Optimize TMS9900 assembly code for speed

+retroclouds · May 9, 2020

So I have a few lines of code I want to optimize for speed. Have some ideas what I can do, but I'm also very interested seeing what the community comes up with...

The code is used for reorganizing my TiVi editor index when I delete a line in the editor.

Note that when I reorganize the index, I make sure that the index pages form a continuous memory region, so I don't have to worry about mapping pages or anything. That's already been taken care of.

The index can grow up to 5 SAMS pages mapped to (>b000 to >ffff) for 10240 lines of text.

ok, Here's what I would do:

Copy code to scratchpad and work from there for reducing wait states
Reduce loop counter overhead by putting multiple mov instructions in a single loop, say 8
Look at the fastest mov instructions (only use registers?)

What else could be done for faster access?

Note that in the code fragment tmp0=R4, tmp1=R5, tmp2=R6 and so on.

***************************************************************
* _idx.entry.delete.reorg
* Reorganize index slot entries
***************************************************************
* bl @_idx.entry.delete.reorg
*--------------------------------------------------------------
*  Remarks
*  Private, only to be called from idx_entry_delete
*--------------------------------------------------------------
_idx.entry.delete.reorg:
        ;------------------------------------------------------
        ; Reorganize index entries 
        ;------------------------------------------------------
!       mov   @idx.top+2(tmp0),@idx.top+0(tmp0)
        inct  tmp0                  ; Next index entry
        dec   tmp2                  ; tmp2--
        jne   -!                    ; Loop unless completed
        b     *r11                  ; Return to caller

*//////////////////////////////////////////////////////////////
*                  TiVi Editor - Index Management
*//////////////////////////////////////////////////////////////

***************************************************************
*  Size of index page is 4K and allows indexing of 2048 lines
*  per page.
* 
*  Each index slot (word) has the format:
*    +-----+-----+
*    | MSB | LSB |   
*    +-----|-----+   LSB = Pointer offset 00-ff.
*                      
*  MSB = SAMS Page 00-ff
*        Allows addressing of up to 256 4K SAMS pages (1024 KB)
*    
*  LSB = Pointer offset in range 00-ff
*
*        To calculate pointer to line in Editor buffer:
*        Pointer address = edb.top + (LSB * 16)
*
*        Note that the editor buffer itself resides in own 4K memory range
*        starting at edb.top
*
*        All support routines must assure that length-prefixed string in
*        Editor buffer always start on a 16 byte boundary for being
*        accessible via index.
***************************************************************

Edited May 9, 2020 by retroclouds

Asmusr · May 9, 2020

You're just copying a memory range two bytes back? Instead of using indexed addressing I guess it would be faster to set up two registers tmp0 and tmp1 and use auto-increment addressing:

  ai tmp0,idx.top
  mov tmp0,tmp1
  inct tmp1
! mov *tmp1+,*tmp0+
  dec tmp2
  jne -!

Edited May 9, 2020 by Asmusr

Stuart · May 9, 2020

Is your register set already in scratchpad RAM?

Tursi · May 9, 2020

- Use registers as Rasmus suggests

- unroll - do 4 copies in a single loop - deal with the leftover externally. Even two loops (one unrolled and one normal) will be much faster

The biggest win with registers is simply the number of bytes read. With very few exceptions, nearly all contrived, the smallest code on the TI is the fastest code.

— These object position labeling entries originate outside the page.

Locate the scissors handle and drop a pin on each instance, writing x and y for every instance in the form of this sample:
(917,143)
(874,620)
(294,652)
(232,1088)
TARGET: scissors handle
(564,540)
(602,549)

That said, the big non-contrived exception is unrolling loops. And this is just a matter of work/overhead. If you have a common loop like this:

lp
  mov *r0+,*r1+
  dec r2
  jne lp

Even if it's all in scratchpad, you are spending 30 cycles doing work (the mov), and 20 cycles counting (so 40% of the time, it's not working). Put another way, every word costs you 50 cycles to move.

If you unroll 4 times:

lp
  mov *r0+,*r1+
  mov *r0+,*r1+
  mov *r0+,*r1+
  mov *r0+,*r1+
  dec r2
  jne lp

Now we have 120 cycles of work and 20 cycles counting (so the non-work portion is only 14%). On average, this loop costs 35 cycles per word.

If your loops have any substantial size, the time gained can be significant and well worth the extra setup time (so assuming a shift, for instance, to set the count, you'd want to have more than about 12 words to move to see a benefit overall).

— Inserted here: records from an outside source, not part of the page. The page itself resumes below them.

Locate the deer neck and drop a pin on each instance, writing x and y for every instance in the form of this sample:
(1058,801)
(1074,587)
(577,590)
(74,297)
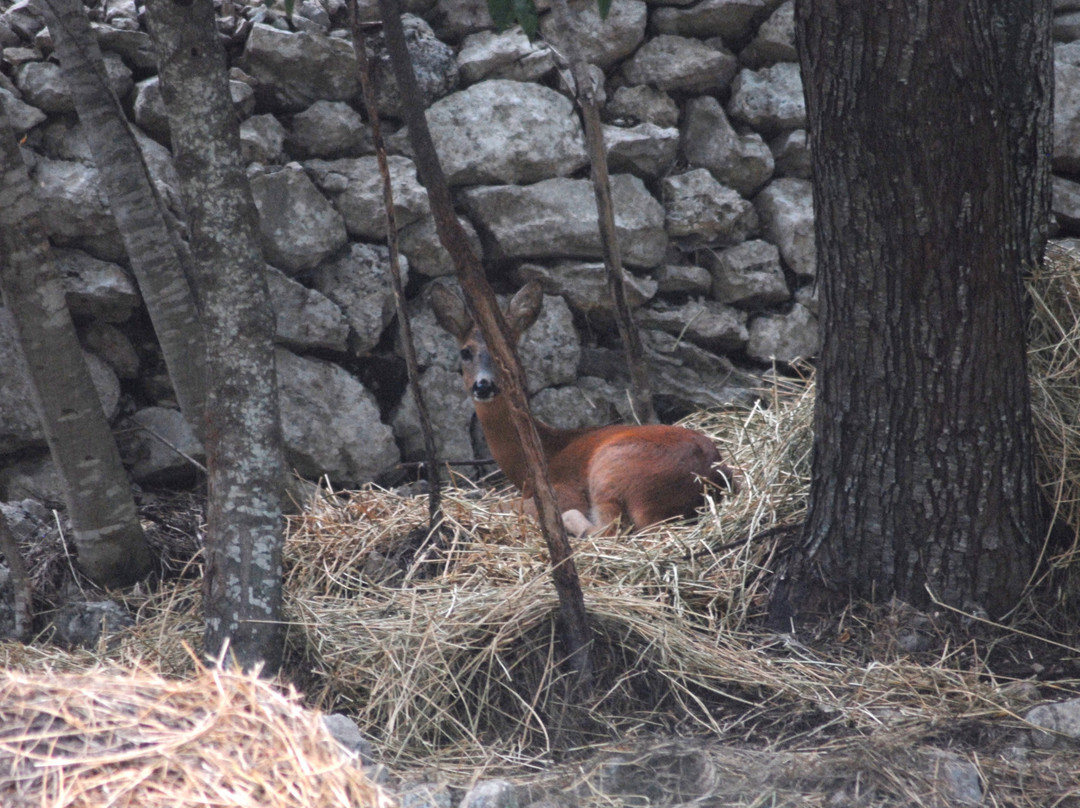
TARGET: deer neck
(505,446)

+retroclouds · May 10, 2020

9 hours ago, Stuart said:

Is your register set already in scratchpad RAM?

Hi Stuart. Yes, the register set is in scratchpad RAM.

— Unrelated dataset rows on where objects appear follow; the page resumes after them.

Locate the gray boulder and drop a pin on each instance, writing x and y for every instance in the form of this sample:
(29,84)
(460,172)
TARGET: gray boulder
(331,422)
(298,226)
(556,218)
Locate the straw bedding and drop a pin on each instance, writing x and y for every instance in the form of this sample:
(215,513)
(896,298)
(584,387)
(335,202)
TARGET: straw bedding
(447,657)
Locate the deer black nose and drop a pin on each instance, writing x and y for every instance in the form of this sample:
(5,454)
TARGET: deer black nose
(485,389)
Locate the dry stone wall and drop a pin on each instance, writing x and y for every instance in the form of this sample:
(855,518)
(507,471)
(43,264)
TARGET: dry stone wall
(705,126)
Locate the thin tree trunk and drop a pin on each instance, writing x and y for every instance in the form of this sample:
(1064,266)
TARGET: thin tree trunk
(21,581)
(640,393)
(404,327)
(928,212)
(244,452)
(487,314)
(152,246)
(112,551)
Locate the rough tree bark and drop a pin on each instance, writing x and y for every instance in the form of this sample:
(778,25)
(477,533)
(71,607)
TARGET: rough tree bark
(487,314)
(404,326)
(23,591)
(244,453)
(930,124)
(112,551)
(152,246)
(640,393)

+retroclouds · May 10, 2020

9 hours ago, Asmusr said:
You're just copying a memory range two bytes back? Instead of using indexed addressing I guess it would be faster to set up two registers tmp0 and tmp1 and use auto-increment addressing:
  ai tmp0,idx.top
  mov tmp0,tmp1
  inct tmp1
! mov *tmp1+,*tmp0+
  dec tmp2
  jne -!

Hi Rasmus,

that is correct. The index is a very simple memory structure and I’m wasting memory, compared to more fancy solutions.

But with a 1MB SAMS we’ve got plenty of memory to burn and benefit is that index access is very fast. The disadvantage is that index delete/insert operations could get slow due to the amount of memory that needs shuffling. That being said, even with Tursi’s nr80 file (the largest file I’ve tested so far, some +5000 lines of text) it is still more than acceptable. So looking forwards seeing what can be pulled off with the optimized version.

+retroclouds · May 10, 2020

8 hours ago, Tursi said:
- Use registers as Rasmus suggests

- unroll - do 4 copies in a single loop - deal with the leftover externally. Even two loops (one unrolled and one normal) will be much faster

The biggest win with registers is simply the number of bytes read. With very few exceptions, nearly all contrived, the smallest code on the TI is the fastest code.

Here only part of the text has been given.